L’offensiva promessa dal gran quartier generale agli Alleati per l’inizio della primavera, era rinviata da una settimana all’altra. Ma ormai l’Intesa si rifiutava categoricamente di accettare nuovi rinvii. Nell’esigere una offensiva immediata, gli Alleati non si preoccupavano della scelta dei mezzi. Accanto alle patetiche suppliche di Vandervelde, c’erano le minacce di sospensione dei rifornimenti di munizioni. II console generale d’Italia a Mosca dichiarava non alla stampa italiana, ma a quella russa, che in caso di pace separata da parte della Russia, gli Alleati avrebbero concesso al Giappone piena libertà di azione in Siberia. I giornali liberali, non quelli di Roma, ma quelli di Mosca, stampavano con entusiasmo patriottico queste minacce insolenti, riferendole non alla pace separata ma al rinvio dell’offensiva. Gli Alleati non facevano tanti complimenti neppure sotto altri aspetti: per esempio, inviavano materiale di artiglieria evidentemente di scarto: il 35 % dei pezzi da campagna ricevuti dall’estero non resistevano quindici giorni a un fuoco moderato. L’Inghilterra sollevava difficoltà per i prestiti. In compenso, l’America, la nuova protettrice, accordava al governo provvisorio, all’insaputa dell’Inghilterra, un credito di 75 milioni di dollari come anticipo sulla offensiva che si preparava. Pur dando il suo consenso alla intimazione degli Alleati e sviluppando una furiosa agitazione per l’offensiva, la borghesia russa per parte sua non aveva la minima fiducia nell’offensiva stessa, e si rifiutava di sottoscrivere al prestito della libertà.

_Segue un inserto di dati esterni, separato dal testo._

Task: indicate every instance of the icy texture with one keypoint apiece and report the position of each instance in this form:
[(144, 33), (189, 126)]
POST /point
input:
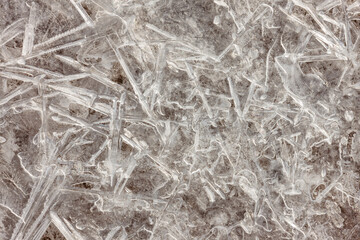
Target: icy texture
[(179, 119)]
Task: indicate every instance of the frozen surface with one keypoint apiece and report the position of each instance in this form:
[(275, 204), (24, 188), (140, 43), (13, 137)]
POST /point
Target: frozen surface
[(179, 119)]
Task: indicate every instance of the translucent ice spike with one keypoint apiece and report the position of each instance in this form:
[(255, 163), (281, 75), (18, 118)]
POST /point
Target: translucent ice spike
[(61, 35), (83, 13), (235, 98), (327, 5), (93, 74), (56, 220), (29, 35), (192, 76), (12, 31), (17, 92), (130, 77)]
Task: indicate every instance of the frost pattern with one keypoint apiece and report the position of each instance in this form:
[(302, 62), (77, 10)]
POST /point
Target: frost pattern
[(183, 119)]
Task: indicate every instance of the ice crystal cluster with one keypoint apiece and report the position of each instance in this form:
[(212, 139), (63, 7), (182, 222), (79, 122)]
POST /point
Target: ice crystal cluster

La monarchia rovesciata approfittò dell’occasione per ritornare sulla scena: in una dichiarazione indirizzata al governo provvisorio, i Romanov manifestavano l’intenzione di sottoscrivere il prestito, aggiungendo tuttavia che « l’entità della sottoscrizione sarebbe dipesa dal fatto che il Tesoro desse o no del denaro per il mantenimento della famiglia reale». Tutto ciò era letto nell’esercito che sapeva che la maggioranza del governo provvisorio, come la maggioranza degli ufficiali superiori, continuava a sperare nella restaurazione della monarchia.

È giusto notare che in campo alleato non tutti erano d’accordo con i Vandervelde, i Thomas e i Cachin che spingevano l’esercito russo verso l’abisso. Si udivano certi avvertimenti. «L’esercito russo è una semplice facciata — diceva il generale Pétain — se si muove, crolla». Negli stessi termini si pronunciava, per esempio, la missione americana. Ma altre considerazioni ebbero il sopravvento. Bisognava strappare il cuore stesso della rivoluzione. « La fraternizzazione russo-tedesca — diceva più tardi Painlevé — operava tali devastazioni che, lasciando l’esercito russo immobile, si rischiava di assistere alla sua rapida disgregazione ».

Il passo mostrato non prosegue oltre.